Here’s the problem: When someone frequently uses “I’m just trying to help you” in response to your resistance or discomfort, it’s often a way to mask overbearing or controlling behavior. It turns the situation around and positions them as the benevolent figure and you as the one rejecting their goodwill.

But real help is different. It respects boundaries and is given in response to your needs and requests, not imposed based on what someone else thinks is best for you. If you hear this phrase often, especially if you have not asked for help or indicated that it is not necessary, it is a warning sign.

7) “You wouldn’t understand”

“You wouldn’t understand” is often used as a subtle form of exclusion and belittling. It’s a way for a covert narcissist to position themselves as superior or more enlightened, implying that you lack the ability or insight to understand what they’re talking about.

But here’s what really happens: By saying “you wouldn’t understand,” they avoid having to justify or discuss their actions. It is not a reflection of your understanding or intelligence; it is a tactic to keep you at a distance and avoid scrutiny.

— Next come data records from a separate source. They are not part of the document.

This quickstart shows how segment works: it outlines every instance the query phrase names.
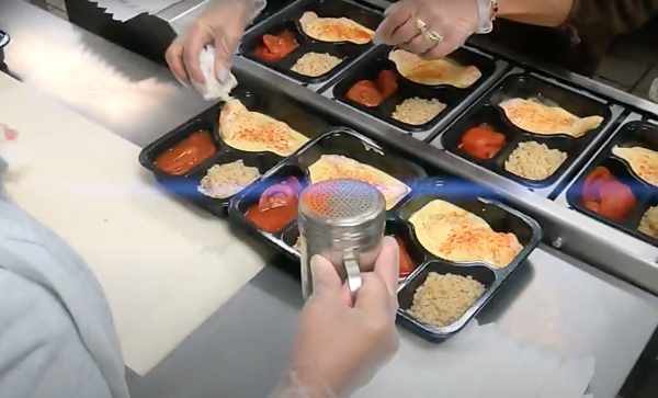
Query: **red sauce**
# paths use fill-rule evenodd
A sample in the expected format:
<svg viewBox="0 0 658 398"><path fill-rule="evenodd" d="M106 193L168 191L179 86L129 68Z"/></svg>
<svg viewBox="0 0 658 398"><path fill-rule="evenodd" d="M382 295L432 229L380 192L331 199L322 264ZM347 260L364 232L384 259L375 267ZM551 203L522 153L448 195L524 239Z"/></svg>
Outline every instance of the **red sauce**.
<svg viewBox="0 0 658 398"><path fill-rule="evenodd" d="M364 106L379 106L397 91L397 76L390 70L382 70L377 79L361 80L350 88L347 98Z"/></svg>
<svg viewBox="0 0 658 398"><path fill-rule="evenodd" d="M269 62L275 62L299 47L295 34L283 31L276 35L263 35L263 45L258 47L253 54Z"/></svg>
<svg viewBox="0 0 658 398"><path fill-rule="evenodd" d="M462 136L457 148L478 159L489 160L504 147L506 136L488 124L473 127Z"/></svg>
<svg viewBox="0 0 658 398"><path fill-rule="evenodd" d="M407 249L405 248L405 242L402 242L402 240L398 237L395 238L395 240L397 240L398 246L400 247L400 274L399 277L407 277L409 276L413 270L416 269L416 265L413 264L413 261L411 260L411 255L409 255L409 252L407 252Z"/></svg>
<svg viewBox="0 0 658 398"><path fill-rule="evenodd" d="M626 218L636 202L631 189L604 167L595 168L587 177L580 201L585 207L614 221Z"/></svg>
<svg viewBox="0 0 658 398"><path fill-rule="evenodd" d="M297 217L297 202L302 185L295 178L272 185L245 216L265 232L276 234Z"/></svg>
<svg viewBox="0 0 658 398"><path fill-rule="evenodd" d="M217 151L208 132L196 132L156 158L156 166L170 174L181 175Z"/></svg>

Almost everyone has the ability to understand complex situations, given the right explanation and context. Being told you wouldn’t understand is not a reflection of your abilities, but a manipulation tactic to undermine your self-confidence and keep you in the dark.

And it often comes with this next one.

8) “You will eventually learn that…”

My colleague, who I mentioned at the beginning of this post, was a big fan of this. When I shared my opinion, he would often dismiss it with, “I understand your opinion, but eventually you’ll find out I’m right.”

The phrase attempts to undermine our confidence in our own beliefs and decisions. It positions the speaker as wiser or more experienced, suggesting that our understanding will eventually align with theirs, invalidating our current perspective.

But the truth is that our views may ultimately not align. In my experience, they probably won’t. Over time, my views only drifted further from those of the colleague in this example.

Don’t let patronizing statements like these undermine your self-confidence and growth.

9) “You just don’t get it”

Disagreements or different perspectives are normal in any conversation. But using “You don’t understand” as a blanket statement to dismiss someone’s position is not about promoting understanding; it’s about asserting dominance.

If you often encounter this phrase, especially in situations where you are confident in your understanding, it is worth considering whether it is being used to undermine you.

Healthy discussions where there is mutual respect and a willingness to consider different points of view, not dismiss them outright.

It is important to trust your knowledge and insights.

Being told in a condescending way that you don’t understand doesn’t necessarily reflect your understanding of the situation; rather, it often reflects the other’s desire to assert his or her perceived superiority.

it comes down to

Covert narcissists use subtle expressions like those above to manipulate and undermine our self-confidence, making it crucial to recognize and trust our own feelings and judgment.

Your perspectives, decisions, and emotions are valid. Don’t let manipulative tactics erode your self-esteem or autonomy.

Stay aware, trust yourself and maintaining healthy boundaries.